The program run by Cerebral Palsy Alliance is designed to support the developmental needs of children aged up to two years who have, or are at risk of, Cerebral Palsy, or whose movement skills are delayed.
Conducted online via the video conferencing platform, the group provides a socially interactive environment involving songs and play to motivate young children to learn to move.
Cerebral Palsy Alliance physiotherapists, Therese Everton and Jess Toby, work with parents to help their child gain body and postural awareness and optimal ways to assist transitional movement patterns.
Everton said telehealth services played a critical role in extending the reach of the program far beyond the local region.
“The telehealth program was established last year to allow us to continue running programs throughout the COVID lockdown period,” Everton said.

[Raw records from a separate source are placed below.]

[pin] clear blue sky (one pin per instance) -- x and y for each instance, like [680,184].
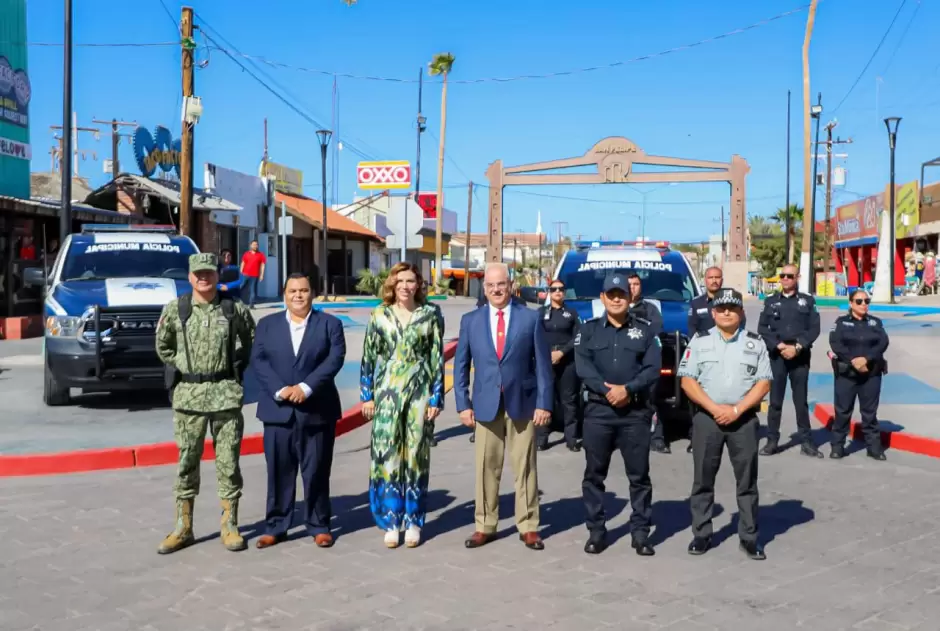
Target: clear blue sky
[708,102]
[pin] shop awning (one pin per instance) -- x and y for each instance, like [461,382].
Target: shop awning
[310,211]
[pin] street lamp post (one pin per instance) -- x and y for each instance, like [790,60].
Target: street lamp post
[816,113]
[324,136]
[892,125]
[65,160]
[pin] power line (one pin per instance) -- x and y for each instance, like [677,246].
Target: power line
[306,116]
[903,36]
[170,15]
[549,75]
[96,44]
[872,58]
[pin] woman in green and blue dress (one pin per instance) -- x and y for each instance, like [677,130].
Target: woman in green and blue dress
[402,392]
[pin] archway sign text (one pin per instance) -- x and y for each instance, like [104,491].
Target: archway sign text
[384,175]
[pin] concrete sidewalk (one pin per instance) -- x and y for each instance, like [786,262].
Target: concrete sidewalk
[852,545]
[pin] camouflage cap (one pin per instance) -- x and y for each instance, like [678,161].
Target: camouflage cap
[204,262]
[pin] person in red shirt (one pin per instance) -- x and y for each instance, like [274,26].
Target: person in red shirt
[252,269]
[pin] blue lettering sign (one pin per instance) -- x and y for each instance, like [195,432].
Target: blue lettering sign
[15,93]
[157,150]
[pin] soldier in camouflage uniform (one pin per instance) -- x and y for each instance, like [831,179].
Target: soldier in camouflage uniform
[204,373]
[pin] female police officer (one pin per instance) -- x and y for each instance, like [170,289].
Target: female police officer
[858,342]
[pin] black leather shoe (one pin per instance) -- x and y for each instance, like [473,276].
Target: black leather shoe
[643,548]
[810,450]
[770,448]
[700,545]
[753,550]
[595,545]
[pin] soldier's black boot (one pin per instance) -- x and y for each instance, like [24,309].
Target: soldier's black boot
[182,535]
[809,449]
[770,448]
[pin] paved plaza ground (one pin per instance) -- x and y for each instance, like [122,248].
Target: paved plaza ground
[851,545]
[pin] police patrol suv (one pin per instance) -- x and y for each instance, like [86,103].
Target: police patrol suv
[668,284]
[106,291]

“It is now allowing us to connect with and support families in regions such as the South Coast, Mid North Coast, New England and Central West.

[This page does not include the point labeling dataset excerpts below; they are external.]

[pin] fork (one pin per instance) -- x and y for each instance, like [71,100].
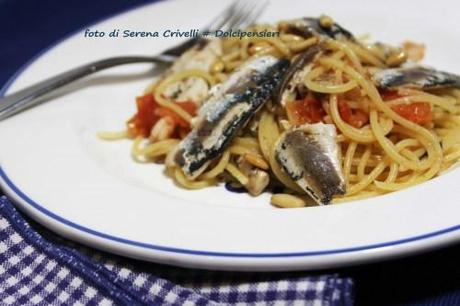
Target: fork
[238,14]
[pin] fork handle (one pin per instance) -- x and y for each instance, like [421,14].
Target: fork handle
[29,96]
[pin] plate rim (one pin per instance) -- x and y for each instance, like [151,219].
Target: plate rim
[21,199]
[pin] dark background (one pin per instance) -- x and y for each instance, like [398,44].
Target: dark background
[28,27]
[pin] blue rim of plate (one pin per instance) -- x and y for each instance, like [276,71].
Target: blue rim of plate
[90,231]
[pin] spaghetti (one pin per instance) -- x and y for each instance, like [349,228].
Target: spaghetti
[388,139]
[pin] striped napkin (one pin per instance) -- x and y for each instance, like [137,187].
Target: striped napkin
[38,267]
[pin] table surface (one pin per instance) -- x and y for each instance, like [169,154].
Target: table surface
[28,26]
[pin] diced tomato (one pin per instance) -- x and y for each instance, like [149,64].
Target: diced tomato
[188,106]
[142,122]
[418,112]
[149,112]
[308,110]
[356,118]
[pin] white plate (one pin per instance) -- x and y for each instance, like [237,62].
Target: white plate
[58,172]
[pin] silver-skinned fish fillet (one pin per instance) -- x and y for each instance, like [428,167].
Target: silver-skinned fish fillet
[227,110]
[309,155]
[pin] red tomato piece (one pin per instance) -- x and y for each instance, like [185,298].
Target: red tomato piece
[417,112]
[142,122]
[308,110]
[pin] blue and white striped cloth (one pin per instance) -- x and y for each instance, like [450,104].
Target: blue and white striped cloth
[38,267]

“This is in addition to the face to face services that we continue to provide to families here on the Central Coast.
“This has proved to be life changing for many families based in rural and remote locations.
“Previously, they would have needed to travel many hours to take part in these types of sessions.
“For some, this just isn’t practical or even feasible, meaning that their children simply miss this vital , early intervention.”
In delivering the program, the physiotherapists engage with families of children as young as two-weeks old to reassure and teach them about bonding and attachment with their child.
“The majority of families we work with have endured a traumatic birthing experience, which has usually involved medical procedures and intensive care,” Everton said.
“Through our initial contact, the priority is to provide reassurance and confidence into being a parent to their new child.
“We then use the sessions, be it face to face or through telehealth, to work with them to demonstrate basic movements which we do through song and play activity.
“We also provide a program that families can continue to undertake outside of clinical hours that they can practice and refine.”
One in every 700 Australian babies is diagnosed with Cerebral Palsy each year, but half of these babies get no intervention before their first birthday.
Cerebral Palsy is the most common physical disability in childhood that affects movement and posture.
While there is no single cause of cerebral palsy, it is the result of a combination of events either before, during or after birth that can lead to an injury in a baby’s developing brain.
Greater Charitable Foundation Chief Executive Officer, Anne Long, said the Foundation has been supporting Cerebral Palsy Alliance for 10 years and is constantly amazed by the wonderful work it conducts with these families in great need.
“Greater Charitable Foundation has a strong and proud tradition of partnering with organisations that provide practical, life-changing initiatives that directly support families and communities,” Long said.
“Cerebral Palsy Alliance provides such a critical early intervention service that can reduce the physical impacts this condition can have on children and provide a bright and positive future for them and their families.
“The introduction of telehealth is also a wonderful demonstration of innovation in the delivery of a program to significantly increase its reach into the community, and in particular to those in remote locations who would otherwise not have access to these vital services.”
“We are exceptionally proud of the positive impact this program and our partnership has made in supporting so many families across NSW.”